Name: Dungholio
Based On: (Classified Information)
Identifying Quote: "I simply must have a bawth."
Rank: Soldier
Title: Dark God of Number Two
Note: Can there possibly be anyone as egomaniacal as Dungholio in the real world without his brain exploding? I hope not. Dungholio is a compulsive neurotic narcissist-- he loves himself, and he hates to be dirty.

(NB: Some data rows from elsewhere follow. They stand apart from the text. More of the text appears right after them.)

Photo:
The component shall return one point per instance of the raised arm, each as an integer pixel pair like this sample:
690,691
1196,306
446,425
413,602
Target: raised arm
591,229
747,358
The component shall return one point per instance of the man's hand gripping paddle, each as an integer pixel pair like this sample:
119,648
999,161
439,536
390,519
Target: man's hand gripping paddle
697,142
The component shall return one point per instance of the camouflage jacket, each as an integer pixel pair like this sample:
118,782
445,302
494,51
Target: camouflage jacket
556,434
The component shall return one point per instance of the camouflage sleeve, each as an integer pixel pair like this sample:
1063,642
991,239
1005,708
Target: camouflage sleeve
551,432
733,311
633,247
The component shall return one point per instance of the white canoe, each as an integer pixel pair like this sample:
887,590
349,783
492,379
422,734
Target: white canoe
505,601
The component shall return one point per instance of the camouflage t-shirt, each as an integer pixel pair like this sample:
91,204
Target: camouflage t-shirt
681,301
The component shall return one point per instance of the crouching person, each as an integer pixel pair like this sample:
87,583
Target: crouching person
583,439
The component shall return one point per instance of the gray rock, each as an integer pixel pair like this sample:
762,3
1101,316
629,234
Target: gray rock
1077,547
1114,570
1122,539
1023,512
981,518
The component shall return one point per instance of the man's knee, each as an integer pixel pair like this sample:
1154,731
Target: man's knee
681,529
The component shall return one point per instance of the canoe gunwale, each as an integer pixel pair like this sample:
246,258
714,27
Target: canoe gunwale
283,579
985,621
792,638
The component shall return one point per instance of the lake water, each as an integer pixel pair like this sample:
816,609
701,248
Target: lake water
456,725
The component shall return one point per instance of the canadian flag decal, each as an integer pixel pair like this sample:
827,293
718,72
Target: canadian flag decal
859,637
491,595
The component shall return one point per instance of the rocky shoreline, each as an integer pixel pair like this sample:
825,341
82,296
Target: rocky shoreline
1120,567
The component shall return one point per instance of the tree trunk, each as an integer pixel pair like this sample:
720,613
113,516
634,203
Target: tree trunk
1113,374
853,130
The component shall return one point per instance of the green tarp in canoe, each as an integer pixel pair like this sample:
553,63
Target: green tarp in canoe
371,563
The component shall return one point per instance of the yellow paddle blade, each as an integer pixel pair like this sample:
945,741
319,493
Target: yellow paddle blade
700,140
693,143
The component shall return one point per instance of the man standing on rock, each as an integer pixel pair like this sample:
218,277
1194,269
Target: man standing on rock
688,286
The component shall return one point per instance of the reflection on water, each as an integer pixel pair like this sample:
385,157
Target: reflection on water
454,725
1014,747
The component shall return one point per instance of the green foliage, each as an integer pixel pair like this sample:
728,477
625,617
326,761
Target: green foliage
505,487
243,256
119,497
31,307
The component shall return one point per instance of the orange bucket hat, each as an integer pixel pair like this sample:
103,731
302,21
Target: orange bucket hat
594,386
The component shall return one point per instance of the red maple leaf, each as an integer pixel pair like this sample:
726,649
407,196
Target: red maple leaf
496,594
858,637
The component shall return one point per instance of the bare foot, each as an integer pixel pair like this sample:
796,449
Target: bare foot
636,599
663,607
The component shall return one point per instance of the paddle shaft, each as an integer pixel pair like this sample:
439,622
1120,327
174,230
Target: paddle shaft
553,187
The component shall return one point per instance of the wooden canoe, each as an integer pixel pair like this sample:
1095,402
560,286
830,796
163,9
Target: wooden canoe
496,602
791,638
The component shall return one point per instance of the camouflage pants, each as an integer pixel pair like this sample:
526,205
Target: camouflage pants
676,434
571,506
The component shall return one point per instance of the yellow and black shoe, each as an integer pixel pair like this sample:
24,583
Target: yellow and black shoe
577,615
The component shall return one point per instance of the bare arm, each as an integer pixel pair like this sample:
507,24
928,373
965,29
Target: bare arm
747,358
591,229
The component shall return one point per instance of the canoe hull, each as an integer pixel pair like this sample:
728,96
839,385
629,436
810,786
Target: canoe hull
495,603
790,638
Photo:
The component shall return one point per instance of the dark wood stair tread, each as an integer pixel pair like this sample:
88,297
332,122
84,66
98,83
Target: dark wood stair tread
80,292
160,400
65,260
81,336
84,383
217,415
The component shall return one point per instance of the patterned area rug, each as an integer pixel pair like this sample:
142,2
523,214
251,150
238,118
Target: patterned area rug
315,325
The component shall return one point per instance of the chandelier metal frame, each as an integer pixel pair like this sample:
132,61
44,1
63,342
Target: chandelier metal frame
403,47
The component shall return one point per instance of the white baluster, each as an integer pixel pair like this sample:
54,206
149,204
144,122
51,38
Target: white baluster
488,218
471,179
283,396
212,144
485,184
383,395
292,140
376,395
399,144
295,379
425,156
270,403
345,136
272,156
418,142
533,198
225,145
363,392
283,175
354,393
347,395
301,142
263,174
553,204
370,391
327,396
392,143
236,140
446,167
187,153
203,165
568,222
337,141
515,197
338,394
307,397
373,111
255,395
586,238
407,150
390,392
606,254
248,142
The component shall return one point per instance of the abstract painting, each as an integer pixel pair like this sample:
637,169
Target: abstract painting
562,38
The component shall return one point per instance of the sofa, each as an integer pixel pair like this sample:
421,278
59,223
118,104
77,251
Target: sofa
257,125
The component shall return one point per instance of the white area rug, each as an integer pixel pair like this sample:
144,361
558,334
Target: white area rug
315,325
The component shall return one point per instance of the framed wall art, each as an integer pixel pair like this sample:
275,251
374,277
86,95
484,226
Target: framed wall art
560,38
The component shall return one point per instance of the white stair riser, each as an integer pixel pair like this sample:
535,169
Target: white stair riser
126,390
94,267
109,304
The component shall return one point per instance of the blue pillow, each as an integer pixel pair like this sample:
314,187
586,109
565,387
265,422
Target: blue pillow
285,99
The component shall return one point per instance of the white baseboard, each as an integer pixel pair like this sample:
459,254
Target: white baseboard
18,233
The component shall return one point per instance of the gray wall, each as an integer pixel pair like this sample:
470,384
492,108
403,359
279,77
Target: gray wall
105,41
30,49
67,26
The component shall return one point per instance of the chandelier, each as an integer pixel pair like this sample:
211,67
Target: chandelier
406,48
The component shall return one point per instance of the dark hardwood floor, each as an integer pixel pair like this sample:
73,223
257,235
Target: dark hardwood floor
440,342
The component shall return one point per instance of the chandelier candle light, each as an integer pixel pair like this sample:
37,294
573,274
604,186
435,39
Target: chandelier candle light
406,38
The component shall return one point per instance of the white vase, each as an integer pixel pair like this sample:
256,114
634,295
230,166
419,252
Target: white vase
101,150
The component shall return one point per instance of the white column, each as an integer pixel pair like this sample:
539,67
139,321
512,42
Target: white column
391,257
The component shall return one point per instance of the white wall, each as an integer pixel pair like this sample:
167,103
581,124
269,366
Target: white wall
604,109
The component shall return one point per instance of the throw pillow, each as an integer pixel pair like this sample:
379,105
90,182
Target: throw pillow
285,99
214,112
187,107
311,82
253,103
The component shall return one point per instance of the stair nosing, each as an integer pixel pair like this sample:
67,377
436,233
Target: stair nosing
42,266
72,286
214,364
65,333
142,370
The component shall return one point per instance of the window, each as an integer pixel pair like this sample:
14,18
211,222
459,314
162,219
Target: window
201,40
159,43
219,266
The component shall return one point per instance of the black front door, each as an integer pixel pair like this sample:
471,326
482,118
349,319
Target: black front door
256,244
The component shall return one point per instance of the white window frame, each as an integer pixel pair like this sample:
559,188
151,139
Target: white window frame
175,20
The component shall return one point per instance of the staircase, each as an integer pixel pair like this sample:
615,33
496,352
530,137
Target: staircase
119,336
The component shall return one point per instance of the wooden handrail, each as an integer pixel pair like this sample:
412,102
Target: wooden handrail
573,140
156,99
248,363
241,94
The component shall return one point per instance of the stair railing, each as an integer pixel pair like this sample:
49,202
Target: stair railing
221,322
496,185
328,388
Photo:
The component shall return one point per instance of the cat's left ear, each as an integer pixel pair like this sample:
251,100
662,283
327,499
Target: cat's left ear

Constantly washing his hands, bathing, scrubbing with moist towelettes, spraying himself with deodorant, et cetera. When he's not doing that, he's probably bragging about how great he is.
Advantages: You will never, ever see Dungholio use his abilities. That would be disgusting, and would ruin our chances of getting on TV. Let's just say that what Speldor can do with cheese, Dungholio can do with excrement. But you won't see it. The only thing you'll see Dungholio do is point a finger at somebody, and whoever it is will hurry off to the bathroom. This is his Diarrhea Telekinesis.
Disadvantages: Do I have to spell it out for you? He's gross and snooty and just barely likeable. Most of his partners can't resist killing him on occasion. Especially not Spindle, whom Dungholio has learned to regard as a foe.
Appearance:Dungholio has nicely coiffed blonde hair, wears tiny sunglasses, and has a condescending smirk. He wears a red and white costume, usually that of a waiter, bellhop, or other lowly employee of a high-class establishment.